HEY PEOPLES! I know I only meant for the last one to be, umm, the last one, but I got a few reviews for a series so I will listen to them. And if you want more, I will give you more.

Disclaimer: I am Eoin Colfer who does not need a disclaimer. Wait, scratch that. I am CherryBerryB who DOES need a disclaimer. I hereby state that I do not own Artemis Fowl 1, 2, 3, 4, 5, 6, 7, and soon to be 8 or anything pertaining to the series. I DO, however, own the plot line AND this amazing program that lets you write in Gnommish and the original Artemis Fowl font. Ya know, the writing they used before Disney screwed up the series covers. See my profile for details 8)

(BTW-if I offended u in my authors note in "Blackmail", I am sorry and I didn't mean anything by it. Plz do not eat me. Thank-you)

Artemis Fowl rubbed his temples in irritation. There was no way to get back at Holly without being the laughing stock of the entire Lower Elements without addressing these nuisances.
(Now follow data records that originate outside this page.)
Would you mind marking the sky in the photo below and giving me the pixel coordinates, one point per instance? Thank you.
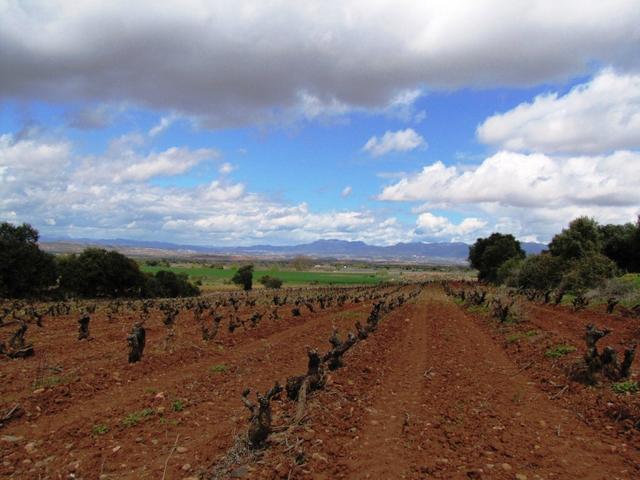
(256, 121)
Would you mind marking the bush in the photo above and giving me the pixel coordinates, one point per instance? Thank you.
(25, 270)
(271, 282)
(97, 272)
(244, 277)
(541, 272)
(590, 271)
(487, 254)
(508, 272)
(582, 238)
(100, 273)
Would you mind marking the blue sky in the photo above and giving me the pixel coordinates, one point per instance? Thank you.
(375, 121)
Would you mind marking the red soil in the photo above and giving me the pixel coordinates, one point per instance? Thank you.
(433, 393)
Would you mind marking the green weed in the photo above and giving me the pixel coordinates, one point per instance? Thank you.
(559, 351)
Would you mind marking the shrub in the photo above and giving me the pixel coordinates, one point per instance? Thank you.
(244, 277)
(628, 386)
(559, 351)
(271, 282)
(487, 254)
(25, 270)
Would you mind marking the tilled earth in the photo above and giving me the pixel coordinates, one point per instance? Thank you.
(435, 392)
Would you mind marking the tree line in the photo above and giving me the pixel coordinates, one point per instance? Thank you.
(27, 271)
(579, 258)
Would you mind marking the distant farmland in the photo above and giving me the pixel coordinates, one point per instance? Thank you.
(210, 276)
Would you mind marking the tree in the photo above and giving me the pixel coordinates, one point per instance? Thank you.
(541, 272)
(588, 272)
(244, 277)
(487, 254)
(582, 238)
(97, 272)
(621, 244)
(25, 270)
(271, 282)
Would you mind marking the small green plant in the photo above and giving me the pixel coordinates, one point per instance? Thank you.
(99, 429)
(135, 417)
(628, 386)
(177, 405)
(168, 421)
(220, 368)
(559, 351)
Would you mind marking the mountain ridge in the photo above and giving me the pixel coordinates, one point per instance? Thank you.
(453, 251)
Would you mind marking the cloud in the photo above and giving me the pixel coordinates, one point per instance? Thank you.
(108, 196)
(528, 194)
(436, 226)
(226, 168)
(400, 141)
(254, 62)
(527, 180)
(164, 123)
(599, 116)
(172, 161)
(91, 118)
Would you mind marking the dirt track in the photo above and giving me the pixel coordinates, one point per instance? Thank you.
(439, 398)
(432, 394)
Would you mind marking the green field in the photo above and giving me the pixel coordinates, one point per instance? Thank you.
(212, 276)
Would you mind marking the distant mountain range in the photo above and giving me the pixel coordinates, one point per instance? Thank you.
(449, 252)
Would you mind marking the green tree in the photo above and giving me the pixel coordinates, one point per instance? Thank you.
(589, 271)
(97, 272)
(487, 254)
(271, 282)
(25, 270)
(581, 238)
(621, 243)
(540, 272)
(244, 277)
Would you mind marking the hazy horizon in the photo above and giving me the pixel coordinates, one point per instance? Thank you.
(283, 123)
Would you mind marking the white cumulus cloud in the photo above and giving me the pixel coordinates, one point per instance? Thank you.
(595, 117)
(400, 141)
(251, 61)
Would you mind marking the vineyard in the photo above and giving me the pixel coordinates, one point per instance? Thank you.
(430, 380)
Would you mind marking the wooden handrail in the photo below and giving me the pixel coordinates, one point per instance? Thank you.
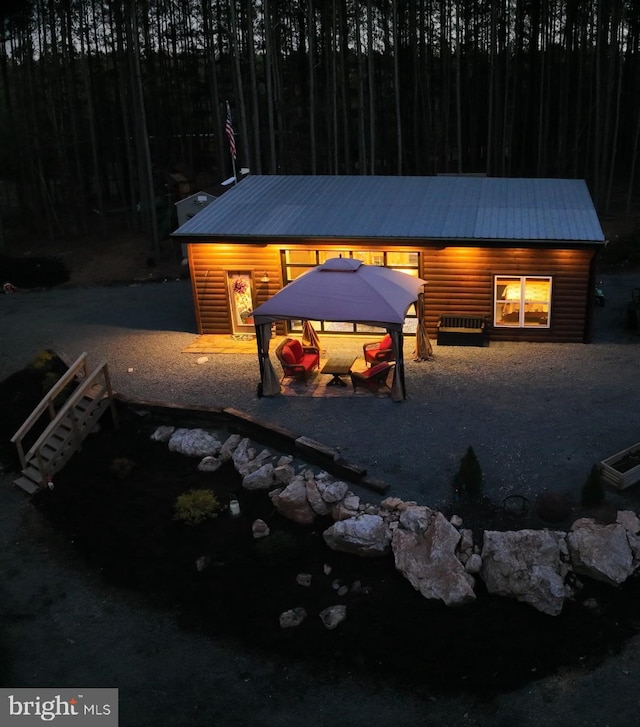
(69, 406)
(47, 400)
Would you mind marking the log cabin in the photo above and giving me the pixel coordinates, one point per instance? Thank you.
(520, 253)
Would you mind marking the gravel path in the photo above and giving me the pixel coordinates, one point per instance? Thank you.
(538, 416)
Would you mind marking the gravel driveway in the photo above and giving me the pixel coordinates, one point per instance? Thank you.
(537, 415)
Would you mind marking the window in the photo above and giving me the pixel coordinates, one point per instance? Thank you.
(522, 302)
(296, 261)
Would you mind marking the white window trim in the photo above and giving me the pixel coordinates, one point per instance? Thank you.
(521, 323)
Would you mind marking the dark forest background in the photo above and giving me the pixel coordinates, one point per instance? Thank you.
(111, 111)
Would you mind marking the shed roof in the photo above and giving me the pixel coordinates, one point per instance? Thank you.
(402, 208)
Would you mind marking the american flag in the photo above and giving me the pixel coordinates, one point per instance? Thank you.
(228, 128)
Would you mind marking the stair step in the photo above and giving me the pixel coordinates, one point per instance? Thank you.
(26, 484)
(32, 472)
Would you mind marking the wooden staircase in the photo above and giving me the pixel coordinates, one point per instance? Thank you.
(92, 395)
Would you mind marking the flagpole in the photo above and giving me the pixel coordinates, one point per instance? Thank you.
(232, 143)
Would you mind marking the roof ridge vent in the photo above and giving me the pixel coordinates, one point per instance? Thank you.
(341, 265)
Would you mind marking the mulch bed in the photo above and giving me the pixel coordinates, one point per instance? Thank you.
(121, 519)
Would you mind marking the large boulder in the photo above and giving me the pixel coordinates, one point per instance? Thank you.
(365, 535)
(194, 443)
(427, 559)
(528, 565)
(602, 552)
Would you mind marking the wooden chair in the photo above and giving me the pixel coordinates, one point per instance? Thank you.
(372, 379)
(378, 351)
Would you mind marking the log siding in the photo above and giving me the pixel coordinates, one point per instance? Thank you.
(459, 280)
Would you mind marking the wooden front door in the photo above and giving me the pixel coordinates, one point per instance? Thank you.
(240, 300)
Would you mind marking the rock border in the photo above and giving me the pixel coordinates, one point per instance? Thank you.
(439, 557)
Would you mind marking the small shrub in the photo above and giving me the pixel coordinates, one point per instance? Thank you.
(43, 361)
(468, 479)
(196, 506)
(593, 488)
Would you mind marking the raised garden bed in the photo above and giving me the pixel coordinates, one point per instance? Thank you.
(622, 470)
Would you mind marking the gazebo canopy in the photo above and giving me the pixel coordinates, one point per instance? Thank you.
(345, 289)
(341, 289)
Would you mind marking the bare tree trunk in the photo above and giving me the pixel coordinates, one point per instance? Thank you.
(140, 123)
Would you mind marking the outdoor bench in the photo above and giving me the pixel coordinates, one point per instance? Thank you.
(462, 330)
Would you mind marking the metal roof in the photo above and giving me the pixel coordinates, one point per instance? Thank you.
(403, 208)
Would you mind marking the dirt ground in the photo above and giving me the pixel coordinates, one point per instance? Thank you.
(111, 515)
(99, 584)
(95, 261)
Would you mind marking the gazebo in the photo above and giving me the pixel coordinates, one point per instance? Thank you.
(344, 289)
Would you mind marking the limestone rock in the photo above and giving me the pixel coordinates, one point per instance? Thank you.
(416, 518)
(260, 479)
(602, 552)
(292, 618)
(292, 503)
(194, 442)
(428, 561)
(528, 565)
(365, 535)
(333, 616)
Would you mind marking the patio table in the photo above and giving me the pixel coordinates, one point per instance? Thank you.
(338, 366)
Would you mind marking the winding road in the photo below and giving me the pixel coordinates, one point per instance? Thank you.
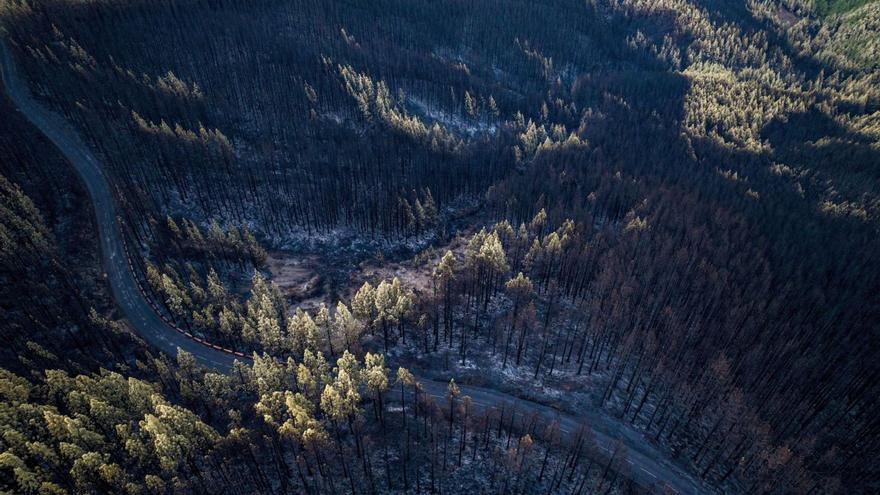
(647, 465)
Firstly, he needed to get that embarrassing picture back. But the thing was, to get the digital copy, he'd need to hack into Foaly's personal laptop, and that was something he couldn't do unless he could get down under and onto the internet. This wasn't a huge problem, but there was still the extremely likely chance of Holly having the paper copy, and that could very well be at her own house.

"Artemis Fowl, what are you scheming on now," asked an invisible voice.

He sighed (which he seemed to be doing a lot in the past few weeks). "Hello, Holly. What is the task you'd like me to do today, hm? Would you like your laundry done, again? Or, rid you house of stink worms? No, wait. Don't tell me. Anti-troll spray on the lawn. The stench of that is horrid."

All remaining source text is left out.